Le gouvernement ivoirien entend renforcer la lutte contre l’orpaillage illégal en associant davantage les communautés locales à la recherche de solutions durables. Cette orientation a été réaffirmée jeudi 3 septembre 2026 à Aboisso, dans le Sud-Comoé, par le ministre des Mines, du Pétrole et de l’Énergie, Mamadou Sangafowa-Coulibaly, à l’occasion de la cinquième phase de la caravane de sensibilisation contre cette pratique.
En présence du président du Conseil régional du Sud-Comoé, Eugène Aka Aouelé, et du président de la Chambre des Rois et Chefs traditionnels de Côte d’Ivoire, Sa Majesté Nanan Awoulay Amon Tanoé, le ministre a appelé les autorités coutumières et les populations à devenir des acteurs à part entière de cette lutte.

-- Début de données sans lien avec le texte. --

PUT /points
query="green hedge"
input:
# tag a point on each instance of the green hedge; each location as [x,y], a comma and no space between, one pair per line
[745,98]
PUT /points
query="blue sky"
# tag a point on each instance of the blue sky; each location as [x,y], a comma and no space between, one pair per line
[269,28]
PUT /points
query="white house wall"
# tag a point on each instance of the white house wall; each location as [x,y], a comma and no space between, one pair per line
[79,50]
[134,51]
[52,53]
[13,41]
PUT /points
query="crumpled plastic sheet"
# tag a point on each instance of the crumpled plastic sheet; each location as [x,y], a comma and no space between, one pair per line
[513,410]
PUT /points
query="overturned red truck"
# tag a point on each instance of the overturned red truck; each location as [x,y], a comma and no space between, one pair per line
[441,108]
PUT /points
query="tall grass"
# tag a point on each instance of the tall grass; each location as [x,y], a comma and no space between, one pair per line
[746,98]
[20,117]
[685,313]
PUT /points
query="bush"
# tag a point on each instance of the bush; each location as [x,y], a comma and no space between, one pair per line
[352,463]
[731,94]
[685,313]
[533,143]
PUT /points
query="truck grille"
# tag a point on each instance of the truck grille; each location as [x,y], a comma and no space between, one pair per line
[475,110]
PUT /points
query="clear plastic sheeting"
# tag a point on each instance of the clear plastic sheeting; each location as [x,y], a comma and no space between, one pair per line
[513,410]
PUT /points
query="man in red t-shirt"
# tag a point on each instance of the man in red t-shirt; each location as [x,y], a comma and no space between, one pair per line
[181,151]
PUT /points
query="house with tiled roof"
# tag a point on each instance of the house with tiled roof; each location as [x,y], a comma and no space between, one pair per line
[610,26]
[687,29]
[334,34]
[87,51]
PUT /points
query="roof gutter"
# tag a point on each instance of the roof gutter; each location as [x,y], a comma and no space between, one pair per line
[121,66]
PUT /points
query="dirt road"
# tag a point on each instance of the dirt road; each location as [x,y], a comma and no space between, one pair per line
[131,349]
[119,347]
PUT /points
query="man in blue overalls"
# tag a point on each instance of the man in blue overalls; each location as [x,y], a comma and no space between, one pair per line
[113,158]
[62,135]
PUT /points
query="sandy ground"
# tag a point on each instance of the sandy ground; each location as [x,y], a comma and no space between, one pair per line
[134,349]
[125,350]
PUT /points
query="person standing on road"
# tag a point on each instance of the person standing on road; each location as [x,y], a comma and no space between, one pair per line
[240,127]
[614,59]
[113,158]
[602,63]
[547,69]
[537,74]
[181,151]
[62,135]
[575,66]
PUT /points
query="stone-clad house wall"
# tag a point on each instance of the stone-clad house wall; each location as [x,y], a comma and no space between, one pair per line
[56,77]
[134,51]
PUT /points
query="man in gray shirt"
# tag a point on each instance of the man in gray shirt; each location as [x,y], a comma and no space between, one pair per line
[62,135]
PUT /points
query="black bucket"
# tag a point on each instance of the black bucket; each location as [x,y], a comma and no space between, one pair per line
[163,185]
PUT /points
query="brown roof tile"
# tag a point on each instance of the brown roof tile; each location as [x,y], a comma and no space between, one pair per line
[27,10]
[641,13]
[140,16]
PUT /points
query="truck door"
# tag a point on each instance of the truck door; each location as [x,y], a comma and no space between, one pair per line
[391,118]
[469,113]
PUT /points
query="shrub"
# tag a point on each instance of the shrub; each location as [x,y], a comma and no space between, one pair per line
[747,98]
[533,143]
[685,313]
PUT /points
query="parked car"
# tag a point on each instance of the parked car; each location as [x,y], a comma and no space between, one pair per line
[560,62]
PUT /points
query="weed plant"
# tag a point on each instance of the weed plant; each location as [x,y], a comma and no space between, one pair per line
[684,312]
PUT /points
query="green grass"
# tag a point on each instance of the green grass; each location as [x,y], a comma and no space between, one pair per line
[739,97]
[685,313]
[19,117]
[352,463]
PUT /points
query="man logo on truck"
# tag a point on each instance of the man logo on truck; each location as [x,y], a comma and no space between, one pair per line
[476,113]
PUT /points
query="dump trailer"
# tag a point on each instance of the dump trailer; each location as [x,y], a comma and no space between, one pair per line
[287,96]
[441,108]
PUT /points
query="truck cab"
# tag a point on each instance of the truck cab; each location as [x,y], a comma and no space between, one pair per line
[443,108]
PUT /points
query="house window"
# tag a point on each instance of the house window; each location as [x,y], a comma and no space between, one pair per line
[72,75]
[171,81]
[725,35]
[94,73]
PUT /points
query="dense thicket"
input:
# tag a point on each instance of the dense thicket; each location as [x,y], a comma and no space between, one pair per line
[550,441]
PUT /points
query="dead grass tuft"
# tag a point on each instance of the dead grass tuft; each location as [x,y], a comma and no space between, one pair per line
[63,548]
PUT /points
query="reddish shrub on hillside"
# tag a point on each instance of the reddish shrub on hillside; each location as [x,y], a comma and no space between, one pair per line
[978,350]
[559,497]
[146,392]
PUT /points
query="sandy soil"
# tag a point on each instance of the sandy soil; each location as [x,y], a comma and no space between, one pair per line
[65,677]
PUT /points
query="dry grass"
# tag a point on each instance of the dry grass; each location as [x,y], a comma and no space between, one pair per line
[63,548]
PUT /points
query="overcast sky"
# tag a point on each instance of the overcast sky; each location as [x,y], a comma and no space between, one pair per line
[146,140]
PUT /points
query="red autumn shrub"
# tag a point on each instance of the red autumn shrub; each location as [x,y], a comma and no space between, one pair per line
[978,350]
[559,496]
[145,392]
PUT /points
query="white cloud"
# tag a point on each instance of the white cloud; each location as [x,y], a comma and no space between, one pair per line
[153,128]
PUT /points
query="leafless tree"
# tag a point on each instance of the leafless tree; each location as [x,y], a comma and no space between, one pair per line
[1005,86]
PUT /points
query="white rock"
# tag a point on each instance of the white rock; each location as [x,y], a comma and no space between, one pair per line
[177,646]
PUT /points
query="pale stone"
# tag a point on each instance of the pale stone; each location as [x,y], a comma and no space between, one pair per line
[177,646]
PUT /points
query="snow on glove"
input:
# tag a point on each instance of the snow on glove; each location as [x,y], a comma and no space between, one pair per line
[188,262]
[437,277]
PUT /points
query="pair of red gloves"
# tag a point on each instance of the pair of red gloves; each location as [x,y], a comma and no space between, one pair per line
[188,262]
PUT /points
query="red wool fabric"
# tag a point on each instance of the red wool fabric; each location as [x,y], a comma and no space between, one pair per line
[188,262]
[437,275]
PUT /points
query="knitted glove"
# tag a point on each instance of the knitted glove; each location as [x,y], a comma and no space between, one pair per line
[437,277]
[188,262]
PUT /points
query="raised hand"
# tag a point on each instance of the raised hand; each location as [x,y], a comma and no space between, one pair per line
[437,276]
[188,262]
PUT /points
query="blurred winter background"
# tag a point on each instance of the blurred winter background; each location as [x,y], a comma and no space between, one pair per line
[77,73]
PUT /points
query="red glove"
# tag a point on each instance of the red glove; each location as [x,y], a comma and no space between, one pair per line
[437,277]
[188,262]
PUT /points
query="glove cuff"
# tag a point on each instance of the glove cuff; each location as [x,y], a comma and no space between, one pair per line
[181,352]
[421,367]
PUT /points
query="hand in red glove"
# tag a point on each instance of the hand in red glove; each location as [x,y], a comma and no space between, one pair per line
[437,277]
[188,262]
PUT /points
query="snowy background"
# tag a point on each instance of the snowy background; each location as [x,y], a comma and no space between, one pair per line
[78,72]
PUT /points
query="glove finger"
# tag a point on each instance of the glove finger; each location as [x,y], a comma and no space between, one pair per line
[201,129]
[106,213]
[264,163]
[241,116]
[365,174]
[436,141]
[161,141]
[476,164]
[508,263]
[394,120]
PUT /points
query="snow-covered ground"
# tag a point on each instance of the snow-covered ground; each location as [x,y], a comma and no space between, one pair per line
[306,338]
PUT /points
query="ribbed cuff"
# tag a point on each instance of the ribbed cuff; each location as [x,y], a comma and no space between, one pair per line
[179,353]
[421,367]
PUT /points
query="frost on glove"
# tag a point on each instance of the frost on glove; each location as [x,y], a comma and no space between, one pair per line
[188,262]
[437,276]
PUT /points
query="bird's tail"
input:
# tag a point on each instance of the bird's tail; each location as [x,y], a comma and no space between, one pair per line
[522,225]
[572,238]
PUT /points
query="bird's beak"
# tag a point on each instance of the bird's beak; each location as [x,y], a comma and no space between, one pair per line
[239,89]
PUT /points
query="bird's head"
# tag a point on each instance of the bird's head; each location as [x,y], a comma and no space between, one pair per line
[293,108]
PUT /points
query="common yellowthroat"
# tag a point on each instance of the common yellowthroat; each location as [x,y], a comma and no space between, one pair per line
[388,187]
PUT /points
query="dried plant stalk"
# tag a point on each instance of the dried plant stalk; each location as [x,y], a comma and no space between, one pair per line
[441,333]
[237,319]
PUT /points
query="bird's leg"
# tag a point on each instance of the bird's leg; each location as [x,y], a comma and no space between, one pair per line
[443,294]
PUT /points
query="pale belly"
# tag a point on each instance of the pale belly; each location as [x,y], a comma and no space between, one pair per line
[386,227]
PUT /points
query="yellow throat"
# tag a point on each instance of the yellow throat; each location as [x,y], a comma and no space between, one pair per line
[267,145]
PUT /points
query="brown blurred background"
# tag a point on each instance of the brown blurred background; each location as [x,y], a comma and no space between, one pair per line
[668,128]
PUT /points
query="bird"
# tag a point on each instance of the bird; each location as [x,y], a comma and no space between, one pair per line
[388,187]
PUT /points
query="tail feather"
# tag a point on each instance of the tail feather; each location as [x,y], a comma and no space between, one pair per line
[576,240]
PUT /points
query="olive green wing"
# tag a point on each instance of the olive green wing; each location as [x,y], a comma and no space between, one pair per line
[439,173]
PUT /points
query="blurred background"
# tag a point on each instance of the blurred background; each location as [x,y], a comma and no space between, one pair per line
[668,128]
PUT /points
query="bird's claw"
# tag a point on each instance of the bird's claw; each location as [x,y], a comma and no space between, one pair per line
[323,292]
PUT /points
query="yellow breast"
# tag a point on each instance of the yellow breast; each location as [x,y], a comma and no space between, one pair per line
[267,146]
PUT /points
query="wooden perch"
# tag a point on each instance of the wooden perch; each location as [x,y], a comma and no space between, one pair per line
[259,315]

Pour lui, les opérations de répression, menées depuis plusieurs années, ne peuvent à elles seules venir à bout du phénomène.
« Le tout répression ne suffit pas », a insisté Mamadou Sangafowa-Coulibaly, rappelant que la lutte contre l’exploitation illégale des ressources naturelles constitue une priorité gouvernementale depuis 2012-2013. Il estime que les expériences locales démontrent l’efficacité de la mobilisation communautaire : selon lui, les zones où l’orpaillage illégal n’a pas réussi à s’implanter sont précisément celles où les populations ont collectivement refusé cette activité.
Le ministre a ainsi privilégié le dialogue direct avec les communautés afin de les sensibiliser aux conséquences de l’exploitation clandestine de l’or. Pollution, dégradation des terres, conflits, insécurité, pertes fiscales et développement d’une économie informelle figurent parmi les principaux impacts associés à cette activité.
31 sites illégaux recensés dans le Sud-ComoéDans la région du Sud-Comoé, les autorités ont identifié 31 sites d’orpaillage illégal, donnant déjà lieu à plusieurs opérations de déguerpissement. Face à la persistance du phénomène, le gouvernement veut désormais combiner contrôle, sensibilisation et développement d’alternatives économiques.
Mamadou Sangafowa-Coulibaly a notamment annoncé la volonté des autorités de proposer des possibilités légales d’exploitation artisanale de l’or. L’objectif est de permettre aux populations qui dépendent de cette activité de continuer à exercer dans un cadre réglementé, sécurisé et respectueux de l’environnement.
Au-delà de la lutte contre les sites clandestins, le gouvernement ivoirien défend une vision plus large de l’exploitation des ressources minières. Le sous-sol doit, selon le ministre, participer au développement économique et social du pays sans compromettre l’agriculture, l’environnement ni les intérêts des générations futures.
À travers cette approche, Abidjan veut donc déplacer le centre de gravité de la lutte contre l’orpaillage illégal : au-delà des forces de sécurité et des opérations de déguerpissement, les communautés, les chefs traditionnels et les acteurs locaux sont appelés à jouer un rôle déterminant dans la protection des ressources naturelles ivoiriennes.